The basic notion of white-box implementations is to rewrite a key so that all information related to the key is hidden. External encoding can be used so that the encryption and decryption software require encoded inputs, and produce encoded outputs. This encoding mechanism can be done by replacing the encryption key E_{k} with the composition E_{k}' = G \circ E_{k} \circ F^{-1}. Input encoding key F and output decoding key G^{-1} must not be in the same platform that computes E_{k}', so that the white box implementation cannot be used to compute E_{k}. This means that encoding input and decoding output have to kept secret. At this point, white box implementation cannot stand alone; it should be used in conjunction with other techniques to provide protection against key recovery attacks. Although this scenario is not standard, such an approach is useful for many DRM implementations.

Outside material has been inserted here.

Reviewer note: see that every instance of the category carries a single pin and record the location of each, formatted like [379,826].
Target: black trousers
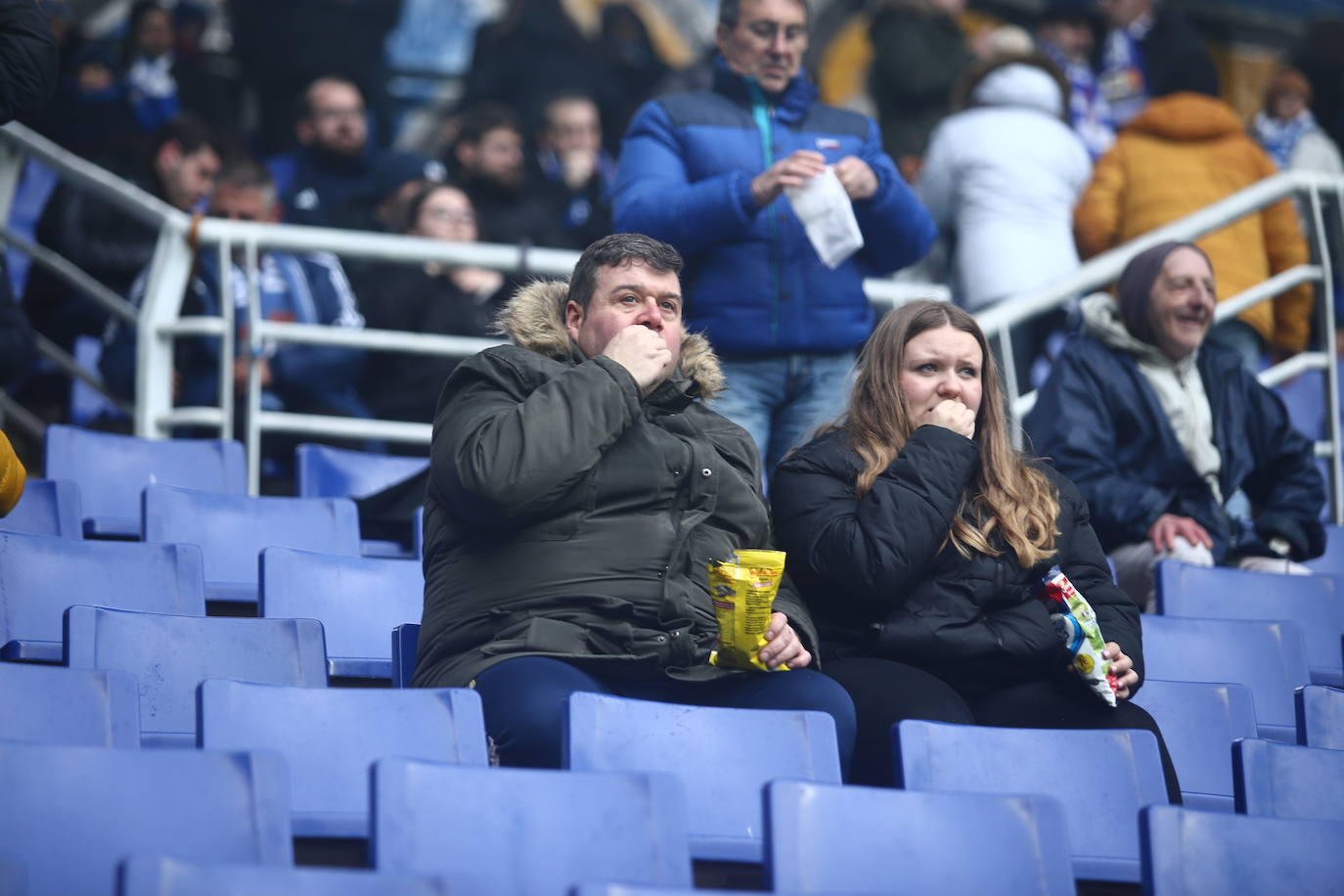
[884,692]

The main application of the white-box scenario is to secure content distribution such as in DRM implementations, where the content is often executed in unsecure environments. One may wonder how it is possible to securely protect the key within the executed code when an adversary can fully monitor and alter each instruction. A secure protection can be achieved by combining the effect of the secret key with some implementation specific data using a mathematical operation that is extremely hard to invert. This mechanism allows constructing a system that operates similarly to the asymmetric encryption algorithm, with a performance level close to the symmetric algorithm. Therefore, a white-box implementation forces the user to use software at hand.

How secure is a white-box implementation? The security is relative; there is no system that is absolutely secure. A system is secure relative to a security model which may depend on an adversary’s goal and the resources that can be accessed by the adversary. In the white box scenario, it is much more difficult to determine the resources of an attacker as they are endless. The best effort in such an implementation is to prevent all known relevant threats in an effective way. The security also depends on the implementation: a strong cryptographic algorithm is not necessary for a poor implementation.